Let’s say you have a £15,000 itch to put to good use. What profit can I bring you this year? And what might that grow into decades from now?
Clicking numbers
To calculate the potential return from dividend stocks, we need to make some assumptions about profitability. Fortunately, we can achieve accurate estimates by using standard market estimates.
For example, a portfolio of reliable, high-yield stocks can return between 6% and 8% per year. That means an investment of £15,000 can return £900-£1,200. That’s not a bad start. By reinvesting those profits, the pot will compound slightly, while benefiting from any increase in payouts.
After 10 years, it would reach more than £39,000 (calculating average market growth). During that time, it will pay between £2,340 and £3,120 a year.
But is that a realistic goal? With the right stocks, yes of course.
Why careful stock selection makes a difference
When starting out, investors should consider reliable, well-established dividend payers such as Imperial Brands, British World again The Admiral’s team (LSE: ADM).
Important factors to consider include:
- Income coverage.
- Cash flow.
- Credit management.
- Payment record.
In Admiral’s case, dividend payments account for 81.8% of profits (total dividend is 2.05p, and earnings per share is 2.5p). That’s a lot of earnings going to shareholders. Fortunately, cash flow is helping, including 1.4 times dividends.
However, that alone is not enough – if profits are dipped, it may have to reduce or stop dividend payments. Ideally, it would be better to look for companies with a strong presence.
Sounds good, so is it worth considering?
On the other hand, Admiral has been paying dividends continuously for 22 years without a pause. That shows how committed the company is to keeping shareholders happy.

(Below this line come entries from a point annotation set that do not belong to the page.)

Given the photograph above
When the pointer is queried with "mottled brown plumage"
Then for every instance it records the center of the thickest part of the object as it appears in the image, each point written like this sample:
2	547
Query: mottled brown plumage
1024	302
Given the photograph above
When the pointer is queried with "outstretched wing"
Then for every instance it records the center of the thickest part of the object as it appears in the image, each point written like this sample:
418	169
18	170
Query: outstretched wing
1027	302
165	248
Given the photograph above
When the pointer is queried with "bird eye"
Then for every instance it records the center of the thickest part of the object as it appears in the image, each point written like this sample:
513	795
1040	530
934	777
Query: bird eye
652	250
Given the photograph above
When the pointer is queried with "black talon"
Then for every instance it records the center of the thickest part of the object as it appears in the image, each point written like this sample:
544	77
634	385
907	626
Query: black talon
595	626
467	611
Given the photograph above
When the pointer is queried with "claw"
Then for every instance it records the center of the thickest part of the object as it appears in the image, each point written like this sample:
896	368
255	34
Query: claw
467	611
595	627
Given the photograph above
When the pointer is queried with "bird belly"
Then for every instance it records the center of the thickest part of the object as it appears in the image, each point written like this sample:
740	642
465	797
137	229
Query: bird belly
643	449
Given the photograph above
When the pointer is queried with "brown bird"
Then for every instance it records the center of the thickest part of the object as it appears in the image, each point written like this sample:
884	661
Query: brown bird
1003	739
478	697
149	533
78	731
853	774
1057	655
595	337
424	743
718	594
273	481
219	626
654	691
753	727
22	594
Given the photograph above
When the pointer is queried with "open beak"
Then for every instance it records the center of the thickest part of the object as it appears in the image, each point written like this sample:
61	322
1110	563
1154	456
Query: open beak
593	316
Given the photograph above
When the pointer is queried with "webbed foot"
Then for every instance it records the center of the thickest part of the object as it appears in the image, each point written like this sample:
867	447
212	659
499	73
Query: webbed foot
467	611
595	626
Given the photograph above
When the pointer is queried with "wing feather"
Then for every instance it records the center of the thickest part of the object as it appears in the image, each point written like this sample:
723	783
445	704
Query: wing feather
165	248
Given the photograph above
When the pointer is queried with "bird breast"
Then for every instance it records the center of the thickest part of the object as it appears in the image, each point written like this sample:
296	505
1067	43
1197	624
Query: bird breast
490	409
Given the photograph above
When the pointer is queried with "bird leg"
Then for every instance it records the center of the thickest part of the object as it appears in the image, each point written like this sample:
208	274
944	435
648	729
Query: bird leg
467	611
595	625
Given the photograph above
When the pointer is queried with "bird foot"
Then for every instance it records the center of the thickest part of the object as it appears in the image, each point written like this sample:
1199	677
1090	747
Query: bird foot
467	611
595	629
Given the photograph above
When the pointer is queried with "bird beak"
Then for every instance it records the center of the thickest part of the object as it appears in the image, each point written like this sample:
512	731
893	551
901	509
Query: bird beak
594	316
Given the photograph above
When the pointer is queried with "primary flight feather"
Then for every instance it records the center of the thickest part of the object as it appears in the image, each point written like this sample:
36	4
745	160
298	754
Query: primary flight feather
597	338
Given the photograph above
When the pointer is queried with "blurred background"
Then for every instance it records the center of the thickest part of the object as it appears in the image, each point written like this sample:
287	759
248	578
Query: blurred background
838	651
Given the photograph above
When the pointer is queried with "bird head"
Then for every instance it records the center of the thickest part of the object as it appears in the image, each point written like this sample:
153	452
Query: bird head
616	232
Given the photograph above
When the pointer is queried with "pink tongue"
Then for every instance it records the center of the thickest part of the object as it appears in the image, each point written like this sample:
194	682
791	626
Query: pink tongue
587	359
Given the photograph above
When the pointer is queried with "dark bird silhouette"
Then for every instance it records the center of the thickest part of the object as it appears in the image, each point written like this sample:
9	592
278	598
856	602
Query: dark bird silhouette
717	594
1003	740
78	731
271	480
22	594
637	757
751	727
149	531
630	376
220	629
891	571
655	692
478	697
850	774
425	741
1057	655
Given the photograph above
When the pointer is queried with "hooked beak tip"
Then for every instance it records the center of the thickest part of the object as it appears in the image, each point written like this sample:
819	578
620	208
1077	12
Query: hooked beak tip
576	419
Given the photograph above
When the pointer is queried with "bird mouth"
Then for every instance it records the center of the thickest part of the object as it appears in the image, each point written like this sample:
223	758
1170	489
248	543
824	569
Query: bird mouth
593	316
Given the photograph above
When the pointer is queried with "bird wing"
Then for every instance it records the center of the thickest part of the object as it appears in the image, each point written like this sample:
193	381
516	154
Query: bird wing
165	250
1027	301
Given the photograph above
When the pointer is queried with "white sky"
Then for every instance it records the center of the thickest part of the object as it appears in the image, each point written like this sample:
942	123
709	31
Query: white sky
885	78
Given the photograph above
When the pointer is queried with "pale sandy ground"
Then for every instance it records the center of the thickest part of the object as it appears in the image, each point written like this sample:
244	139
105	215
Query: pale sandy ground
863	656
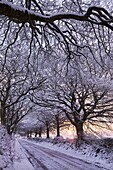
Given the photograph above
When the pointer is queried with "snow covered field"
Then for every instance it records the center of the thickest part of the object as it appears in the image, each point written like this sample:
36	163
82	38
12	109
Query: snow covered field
84	153
46	154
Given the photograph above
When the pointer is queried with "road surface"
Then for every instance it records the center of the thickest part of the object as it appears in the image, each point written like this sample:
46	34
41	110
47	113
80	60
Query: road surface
47	159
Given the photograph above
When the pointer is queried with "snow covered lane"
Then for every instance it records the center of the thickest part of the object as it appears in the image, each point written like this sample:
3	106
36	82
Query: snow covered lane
47	159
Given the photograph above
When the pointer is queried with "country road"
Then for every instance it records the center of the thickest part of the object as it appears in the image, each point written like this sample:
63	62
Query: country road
47	159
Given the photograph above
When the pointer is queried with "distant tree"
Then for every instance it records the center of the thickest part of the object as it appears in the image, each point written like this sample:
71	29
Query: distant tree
16	83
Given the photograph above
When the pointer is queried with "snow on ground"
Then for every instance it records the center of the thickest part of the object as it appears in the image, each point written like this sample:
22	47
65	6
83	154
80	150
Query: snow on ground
93	154
6	149
20	161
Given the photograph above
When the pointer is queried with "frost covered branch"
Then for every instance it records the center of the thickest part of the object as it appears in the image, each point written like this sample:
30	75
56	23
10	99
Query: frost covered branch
94	15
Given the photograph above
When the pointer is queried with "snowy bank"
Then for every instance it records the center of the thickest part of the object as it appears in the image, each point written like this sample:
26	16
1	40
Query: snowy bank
95	151
21	161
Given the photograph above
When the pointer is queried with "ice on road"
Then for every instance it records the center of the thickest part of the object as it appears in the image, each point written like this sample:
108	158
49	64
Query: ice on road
47	159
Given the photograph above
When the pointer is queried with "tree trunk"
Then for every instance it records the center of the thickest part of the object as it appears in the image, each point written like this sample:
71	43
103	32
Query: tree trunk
80	133
58	126
47	129
40	132
36	133
2	115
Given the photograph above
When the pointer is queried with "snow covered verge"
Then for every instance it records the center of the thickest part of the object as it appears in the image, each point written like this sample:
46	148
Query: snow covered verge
6	149
98	151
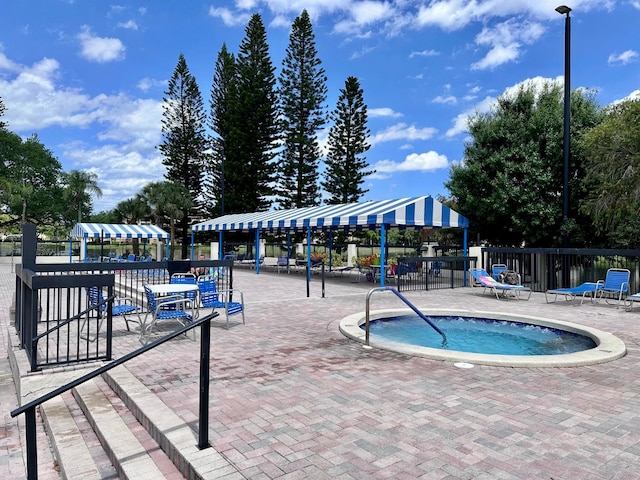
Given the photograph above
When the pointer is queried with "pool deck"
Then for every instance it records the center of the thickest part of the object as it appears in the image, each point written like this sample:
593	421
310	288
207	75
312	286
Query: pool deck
292	398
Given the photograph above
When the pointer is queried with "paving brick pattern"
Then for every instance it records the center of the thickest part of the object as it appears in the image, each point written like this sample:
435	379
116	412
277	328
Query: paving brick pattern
292	398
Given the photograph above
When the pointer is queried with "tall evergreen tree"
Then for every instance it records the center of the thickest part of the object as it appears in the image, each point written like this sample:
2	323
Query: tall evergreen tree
303	93
3	124
249	150
346	167
223	95
167	201
185	141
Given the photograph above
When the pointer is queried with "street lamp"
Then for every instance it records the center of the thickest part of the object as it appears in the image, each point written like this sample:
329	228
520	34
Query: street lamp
566	145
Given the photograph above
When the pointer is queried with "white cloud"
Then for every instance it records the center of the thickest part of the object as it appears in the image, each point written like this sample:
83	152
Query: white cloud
451	100
635	95
129	25
402	131
457	14
148	83
505	40
623	58
460	121
414	162
228	17
424	53
382	112
485	105
122	170
99	49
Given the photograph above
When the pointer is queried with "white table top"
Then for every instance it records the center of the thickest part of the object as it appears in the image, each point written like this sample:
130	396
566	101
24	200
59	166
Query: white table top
167	288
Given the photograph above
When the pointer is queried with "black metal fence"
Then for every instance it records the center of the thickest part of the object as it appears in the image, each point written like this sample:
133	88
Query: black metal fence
54	319
430	273
546	268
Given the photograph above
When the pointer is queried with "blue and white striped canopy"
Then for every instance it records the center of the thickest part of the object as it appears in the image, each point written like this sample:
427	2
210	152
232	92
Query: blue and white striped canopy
117	230
415	212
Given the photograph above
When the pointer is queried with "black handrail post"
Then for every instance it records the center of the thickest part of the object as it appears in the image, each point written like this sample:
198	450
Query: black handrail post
205	345
30	439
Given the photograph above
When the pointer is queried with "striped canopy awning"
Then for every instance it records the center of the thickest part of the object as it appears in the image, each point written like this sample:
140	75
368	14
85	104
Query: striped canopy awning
415	212
117	230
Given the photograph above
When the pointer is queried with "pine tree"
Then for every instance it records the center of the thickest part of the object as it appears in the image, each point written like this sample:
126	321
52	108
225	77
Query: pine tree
303	92
185	141
346	167
250	148
3	124
223	96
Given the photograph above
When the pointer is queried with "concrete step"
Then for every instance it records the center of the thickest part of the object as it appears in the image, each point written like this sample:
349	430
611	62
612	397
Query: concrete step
71	450
128	455
175	437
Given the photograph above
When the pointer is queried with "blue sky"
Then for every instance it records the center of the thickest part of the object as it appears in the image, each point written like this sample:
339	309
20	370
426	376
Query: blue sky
88	76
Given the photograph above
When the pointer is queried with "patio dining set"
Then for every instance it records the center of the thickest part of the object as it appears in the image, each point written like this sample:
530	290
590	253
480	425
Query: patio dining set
179	301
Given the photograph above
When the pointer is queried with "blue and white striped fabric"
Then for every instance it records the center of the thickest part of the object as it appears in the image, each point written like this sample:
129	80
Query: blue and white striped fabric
415	212
114	230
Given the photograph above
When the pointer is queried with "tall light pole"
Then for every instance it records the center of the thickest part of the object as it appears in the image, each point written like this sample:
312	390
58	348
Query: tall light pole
566	145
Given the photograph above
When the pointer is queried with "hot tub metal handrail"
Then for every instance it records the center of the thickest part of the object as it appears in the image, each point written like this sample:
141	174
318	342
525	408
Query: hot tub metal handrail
407	302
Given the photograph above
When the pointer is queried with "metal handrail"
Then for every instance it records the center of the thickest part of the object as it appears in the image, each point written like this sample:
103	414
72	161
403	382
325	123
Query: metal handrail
29	409
407	302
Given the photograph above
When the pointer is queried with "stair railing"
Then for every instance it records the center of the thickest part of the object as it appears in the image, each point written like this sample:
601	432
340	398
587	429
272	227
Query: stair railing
29	409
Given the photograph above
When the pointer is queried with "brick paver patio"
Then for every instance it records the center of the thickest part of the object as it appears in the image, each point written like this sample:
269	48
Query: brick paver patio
293	398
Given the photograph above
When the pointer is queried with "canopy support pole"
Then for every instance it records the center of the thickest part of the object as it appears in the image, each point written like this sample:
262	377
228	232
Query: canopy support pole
257	251
308	259
382	253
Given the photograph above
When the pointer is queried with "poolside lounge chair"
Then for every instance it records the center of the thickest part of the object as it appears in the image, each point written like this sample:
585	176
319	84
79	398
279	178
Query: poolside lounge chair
630	300
161	309
615	285
497	269
571	294
500	290
211	297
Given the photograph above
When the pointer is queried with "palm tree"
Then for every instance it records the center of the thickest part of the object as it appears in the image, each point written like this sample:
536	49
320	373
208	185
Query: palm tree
169	200
132	211
79	186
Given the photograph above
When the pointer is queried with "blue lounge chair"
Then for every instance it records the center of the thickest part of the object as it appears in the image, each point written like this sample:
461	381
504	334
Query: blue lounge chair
211	297
497	269
630	300
615	286
500	290
172	307
571	294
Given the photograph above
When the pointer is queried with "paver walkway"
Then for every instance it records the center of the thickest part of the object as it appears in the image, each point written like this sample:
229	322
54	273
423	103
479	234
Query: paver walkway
292	398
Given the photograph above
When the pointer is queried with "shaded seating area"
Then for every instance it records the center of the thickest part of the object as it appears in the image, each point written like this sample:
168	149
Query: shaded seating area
571	294
211	297
480	278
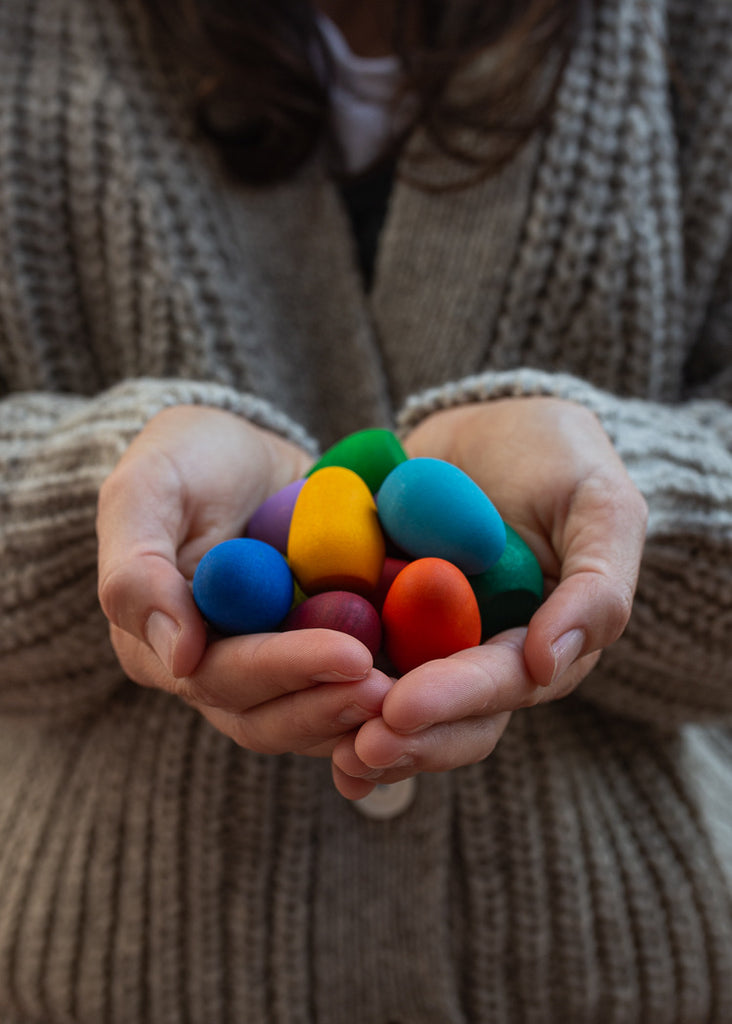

This is also supported by the company’s very high return on equity (ROE), at 53%. However, the balance sheet appears to be slightly stretched, with current assets lagging behind by a long margin. This may be due to the financial disparity when it comes to insurance but even so, it’s still worth looking into.
Long story short? Admiral looks like a very profitable company that is happy to return a large portion of those profits to shareholders. However, by doing so, it may be stretching its finances a bit, which is dangerous.
An important point
A solid portfolio of highly rated dividend payers can deliver better returns than a regular savings account. But it’s important to weigh the risks against the rewards. Some of the best dividend payers tread a fine line between maintaining performance and keeping shareholders happy.
A solid track record combined with solid earnings and manageable credit is a good combination to look for. In Admiral’s case, I think it is worth considering because he has a proven track record of balancing debt obligations and dividend payments.